Kudos to Qadgop the Mercotan, MD. for point out this:
One new year’s eve I drank to much and found myself in the ICU watching them working on me while I hovered in a corner of the room.
I wouldn’t mess with even thinking about something so risky as your OP suggests, but if you are thinking about it, or know someone who is thinking about it, PLEASE call someone RIGHT THIS MINUTE! There are crisis line numbers in most phonebooks or call an ER or even 911, but for goodness sake, GET HELP NOW!

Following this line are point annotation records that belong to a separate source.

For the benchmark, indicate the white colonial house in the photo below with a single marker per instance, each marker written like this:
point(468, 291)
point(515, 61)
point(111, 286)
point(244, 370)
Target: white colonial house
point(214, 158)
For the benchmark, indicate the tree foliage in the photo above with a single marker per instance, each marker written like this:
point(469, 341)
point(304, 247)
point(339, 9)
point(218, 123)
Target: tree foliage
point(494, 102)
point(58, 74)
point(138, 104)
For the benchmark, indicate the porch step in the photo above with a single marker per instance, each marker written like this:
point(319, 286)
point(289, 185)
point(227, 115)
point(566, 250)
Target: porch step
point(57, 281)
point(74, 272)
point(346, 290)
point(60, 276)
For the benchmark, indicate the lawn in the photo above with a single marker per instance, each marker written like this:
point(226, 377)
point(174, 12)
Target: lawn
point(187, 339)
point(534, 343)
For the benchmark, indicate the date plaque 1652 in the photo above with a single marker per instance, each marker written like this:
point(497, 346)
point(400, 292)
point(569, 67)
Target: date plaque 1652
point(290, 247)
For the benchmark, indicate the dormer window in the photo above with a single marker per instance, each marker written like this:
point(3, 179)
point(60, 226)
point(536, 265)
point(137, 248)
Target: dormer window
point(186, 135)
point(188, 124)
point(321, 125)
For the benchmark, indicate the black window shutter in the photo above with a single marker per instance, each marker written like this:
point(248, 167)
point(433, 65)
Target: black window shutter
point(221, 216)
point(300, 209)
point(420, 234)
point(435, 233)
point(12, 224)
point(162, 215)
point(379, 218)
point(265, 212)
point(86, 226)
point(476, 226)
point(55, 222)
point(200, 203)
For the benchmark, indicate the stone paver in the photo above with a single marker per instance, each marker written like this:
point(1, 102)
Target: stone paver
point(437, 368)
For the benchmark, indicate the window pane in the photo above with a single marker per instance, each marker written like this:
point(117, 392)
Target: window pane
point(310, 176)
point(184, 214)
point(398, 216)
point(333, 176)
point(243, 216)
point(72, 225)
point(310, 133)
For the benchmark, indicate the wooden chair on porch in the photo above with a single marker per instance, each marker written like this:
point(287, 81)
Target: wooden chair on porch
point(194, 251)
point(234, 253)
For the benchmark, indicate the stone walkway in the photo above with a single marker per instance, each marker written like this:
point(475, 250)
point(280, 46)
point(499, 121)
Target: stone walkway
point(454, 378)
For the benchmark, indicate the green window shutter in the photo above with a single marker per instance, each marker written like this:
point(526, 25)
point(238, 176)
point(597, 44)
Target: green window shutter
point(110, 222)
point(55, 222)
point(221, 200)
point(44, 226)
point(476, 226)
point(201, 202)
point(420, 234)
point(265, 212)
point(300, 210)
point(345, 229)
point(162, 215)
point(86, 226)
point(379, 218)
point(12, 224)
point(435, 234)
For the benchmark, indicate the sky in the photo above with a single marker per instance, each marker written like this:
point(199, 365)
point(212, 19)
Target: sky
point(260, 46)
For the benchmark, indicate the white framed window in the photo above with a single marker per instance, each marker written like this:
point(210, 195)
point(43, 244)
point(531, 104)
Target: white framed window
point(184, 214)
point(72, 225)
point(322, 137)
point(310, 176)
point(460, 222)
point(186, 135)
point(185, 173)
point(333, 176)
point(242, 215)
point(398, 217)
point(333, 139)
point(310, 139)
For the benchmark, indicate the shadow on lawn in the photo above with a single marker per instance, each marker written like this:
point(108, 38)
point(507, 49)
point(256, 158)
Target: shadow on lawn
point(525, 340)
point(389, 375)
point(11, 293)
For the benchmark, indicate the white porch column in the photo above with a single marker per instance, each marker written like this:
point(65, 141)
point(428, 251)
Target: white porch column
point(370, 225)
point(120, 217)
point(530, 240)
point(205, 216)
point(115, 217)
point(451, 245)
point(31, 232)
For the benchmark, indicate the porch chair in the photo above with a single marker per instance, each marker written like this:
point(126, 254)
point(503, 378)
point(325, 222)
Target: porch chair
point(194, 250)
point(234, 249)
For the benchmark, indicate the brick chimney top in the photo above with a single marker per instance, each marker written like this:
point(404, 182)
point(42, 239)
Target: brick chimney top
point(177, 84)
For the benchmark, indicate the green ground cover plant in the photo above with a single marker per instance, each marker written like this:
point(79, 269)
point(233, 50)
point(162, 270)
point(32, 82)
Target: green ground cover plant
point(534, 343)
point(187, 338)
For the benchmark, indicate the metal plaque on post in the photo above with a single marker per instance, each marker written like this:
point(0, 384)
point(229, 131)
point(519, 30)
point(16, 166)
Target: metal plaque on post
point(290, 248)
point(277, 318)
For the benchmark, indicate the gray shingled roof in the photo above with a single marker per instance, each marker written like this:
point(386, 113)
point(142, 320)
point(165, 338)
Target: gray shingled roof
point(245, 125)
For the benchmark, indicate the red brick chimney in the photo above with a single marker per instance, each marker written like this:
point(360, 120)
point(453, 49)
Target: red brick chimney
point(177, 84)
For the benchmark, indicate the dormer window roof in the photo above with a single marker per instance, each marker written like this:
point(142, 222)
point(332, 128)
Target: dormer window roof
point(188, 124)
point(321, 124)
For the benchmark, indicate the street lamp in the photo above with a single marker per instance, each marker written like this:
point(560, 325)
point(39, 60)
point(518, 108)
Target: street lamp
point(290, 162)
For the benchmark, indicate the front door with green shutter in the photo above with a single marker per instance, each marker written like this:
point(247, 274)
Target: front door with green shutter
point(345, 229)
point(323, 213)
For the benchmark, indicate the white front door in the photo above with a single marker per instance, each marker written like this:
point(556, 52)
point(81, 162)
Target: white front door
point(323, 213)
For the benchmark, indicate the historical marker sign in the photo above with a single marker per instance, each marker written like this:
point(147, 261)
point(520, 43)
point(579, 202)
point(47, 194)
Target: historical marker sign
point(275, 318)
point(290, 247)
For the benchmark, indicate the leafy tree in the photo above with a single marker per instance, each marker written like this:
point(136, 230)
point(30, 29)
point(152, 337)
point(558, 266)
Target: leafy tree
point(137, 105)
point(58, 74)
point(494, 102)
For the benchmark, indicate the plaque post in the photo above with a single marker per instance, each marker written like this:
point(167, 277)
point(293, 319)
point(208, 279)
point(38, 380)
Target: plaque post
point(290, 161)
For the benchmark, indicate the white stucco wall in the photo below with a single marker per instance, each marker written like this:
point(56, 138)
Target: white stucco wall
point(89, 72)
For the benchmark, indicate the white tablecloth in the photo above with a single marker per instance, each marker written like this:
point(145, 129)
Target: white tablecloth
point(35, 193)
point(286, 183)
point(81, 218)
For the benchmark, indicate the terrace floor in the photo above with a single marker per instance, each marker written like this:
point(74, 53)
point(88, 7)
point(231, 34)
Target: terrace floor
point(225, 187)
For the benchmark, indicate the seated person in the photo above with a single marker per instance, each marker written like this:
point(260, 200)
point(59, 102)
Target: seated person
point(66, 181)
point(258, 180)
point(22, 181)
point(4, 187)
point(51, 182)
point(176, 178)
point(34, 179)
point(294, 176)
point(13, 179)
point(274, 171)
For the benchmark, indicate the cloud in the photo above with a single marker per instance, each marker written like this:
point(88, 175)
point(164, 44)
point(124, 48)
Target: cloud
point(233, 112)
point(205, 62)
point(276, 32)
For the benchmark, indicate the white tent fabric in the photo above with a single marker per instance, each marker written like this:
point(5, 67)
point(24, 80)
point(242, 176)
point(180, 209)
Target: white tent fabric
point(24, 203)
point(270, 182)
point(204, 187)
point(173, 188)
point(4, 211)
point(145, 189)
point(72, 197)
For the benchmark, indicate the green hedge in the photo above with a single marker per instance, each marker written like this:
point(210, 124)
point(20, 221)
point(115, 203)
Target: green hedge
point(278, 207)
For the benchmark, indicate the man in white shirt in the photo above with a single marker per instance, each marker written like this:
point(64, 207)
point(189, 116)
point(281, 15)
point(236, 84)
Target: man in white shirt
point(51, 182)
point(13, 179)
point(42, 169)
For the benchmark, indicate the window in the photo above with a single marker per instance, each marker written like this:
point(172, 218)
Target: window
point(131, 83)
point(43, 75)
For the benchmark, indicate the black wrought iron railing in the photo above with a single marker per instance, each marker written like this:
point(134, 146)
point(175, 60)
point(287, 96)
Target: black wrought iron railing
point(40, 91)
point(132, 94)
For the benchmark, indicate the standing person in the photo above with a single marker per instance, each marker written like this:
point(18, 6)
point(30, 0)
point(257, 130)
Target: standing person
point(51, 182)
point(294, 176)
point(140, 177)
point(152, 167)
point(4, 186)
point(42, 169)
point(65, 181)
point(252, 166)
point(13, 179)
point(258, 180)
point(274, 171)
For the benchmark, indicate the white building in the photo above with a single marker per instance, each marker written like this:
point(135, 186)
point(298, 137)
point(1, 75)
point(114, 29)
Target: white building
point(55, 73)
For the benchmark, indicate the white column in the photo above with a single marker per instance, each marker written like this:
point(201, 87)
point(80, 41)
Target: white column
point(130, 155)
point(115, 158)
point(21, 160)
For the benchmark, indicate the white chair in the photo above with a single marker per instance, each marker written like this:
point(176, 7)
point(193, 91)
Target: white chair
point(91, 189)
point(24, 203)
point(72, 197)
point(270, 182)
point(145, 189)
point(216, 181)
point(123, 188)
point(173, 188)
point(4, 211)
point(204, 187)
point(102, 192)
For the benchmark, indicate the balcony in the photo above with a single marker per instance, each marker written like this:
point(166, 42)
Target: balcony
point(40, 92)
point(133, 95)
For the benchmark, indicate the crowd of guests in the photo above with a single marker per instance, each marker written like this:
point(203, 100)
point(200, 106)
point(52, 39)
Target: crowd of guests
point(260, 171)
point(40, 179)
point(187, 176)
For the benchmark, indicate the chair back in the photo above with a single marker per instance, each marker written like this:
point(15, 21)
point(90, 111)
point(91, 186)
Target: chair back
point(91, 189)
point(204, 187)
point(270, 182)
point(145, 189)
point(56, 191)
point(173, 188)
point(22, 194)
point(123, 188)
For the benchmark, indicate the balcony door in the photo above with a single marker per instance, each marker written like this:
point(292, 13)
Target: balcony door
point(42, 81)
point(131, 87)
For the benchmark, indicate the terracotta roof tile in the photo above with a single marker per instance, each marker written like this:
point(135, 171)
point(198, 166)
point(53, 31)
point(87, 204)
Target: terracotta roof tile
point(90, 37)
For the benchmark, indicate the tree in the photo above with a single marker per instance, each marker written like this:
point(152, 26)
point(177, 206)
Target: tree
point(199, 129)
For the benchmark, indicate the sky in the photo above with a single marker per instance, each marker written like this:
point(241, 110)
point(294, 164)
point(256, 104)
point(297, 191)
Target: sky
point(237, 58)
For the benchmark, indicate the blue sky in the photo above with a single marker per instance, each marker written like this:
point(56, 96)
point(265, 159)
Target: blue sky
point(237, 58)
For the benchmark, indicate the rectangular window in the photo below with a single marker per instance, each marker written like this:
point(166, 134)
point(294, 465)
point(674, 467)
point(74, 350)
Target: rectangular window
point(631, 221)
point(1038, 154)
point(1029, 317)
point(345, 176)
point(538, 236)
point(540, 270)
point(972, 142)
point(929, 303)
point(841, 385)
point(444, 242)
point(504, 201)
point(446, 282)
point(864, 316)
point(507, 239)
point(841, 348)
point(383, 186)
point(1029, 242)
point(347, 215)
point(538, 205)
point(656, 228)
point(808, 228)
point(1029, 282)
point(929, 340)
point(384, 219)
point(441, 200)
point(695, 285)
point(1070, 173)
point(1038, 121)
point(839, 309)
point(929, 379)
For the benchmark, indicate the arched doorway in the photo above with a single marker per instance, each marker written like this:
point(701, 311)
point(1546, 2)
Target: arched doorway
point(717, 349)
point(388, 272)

I’ve noticed this too, even with Tylenols “Simply Sleep”. Why is this? I seem to be overly sensitive to sleeping pills, b/c even half a dose conks me out.
On nightmares:
I believe “simply sleep” has the same active ingredient as benedryl(diphenhydramine). Despite Cooper’s comment about them, most people do not find Benedryl hallucinations to be particularly pleasant, quite the opposite. Diphenhydramine is an anticholinergic drug and produces hallucinations in the same way that things like Datura or Amanita mushrooms. I wonder if that might have something to do with the nightmares.
Did they take the benedryl allergy pils, or did they take cough syrup that just so happened to have benedryl in it?
Some cough syrups have DXM (DextroMethorphen HCL ??) in it which some people abuse for the halucinigenic effects. I’ve heard that its not really a halucinigenic, its a disassociative.
As others have mentioned Benzodiazepines (such as valium, klonopin etc.) may be hard to OD on by themselves, but if you take them with alcohol they can get deadly very fast. You’ll pass out and forget to breath.
That simply isn’t so, I think you can take enough of just about anything to kill yourself even water. I actually found someone once that tried to OD on valium and it was nasty business. I have no idea what happens to internal organs I do know what happens to the “body”. You would lose control of your bowels and foam at the mouth and turn a very nasty shade of blue with black lips. If you are thinking of doing that - think about the effect of the person who would find you. I was only 10 years old and that vision my friend will stick with me for the rest of my life. I think it would be a HORRIBLE way to die.
No this was definitely the benadryl tablets, nothing else in them.
I’ve heard of abusing DXM, but I’ve never heard of startling hallucinations on DXM…at least on the doses you could ingest in cough syrup - it used to be available in tablet form called Romulars or something, maybe a large enough dose would do that for you.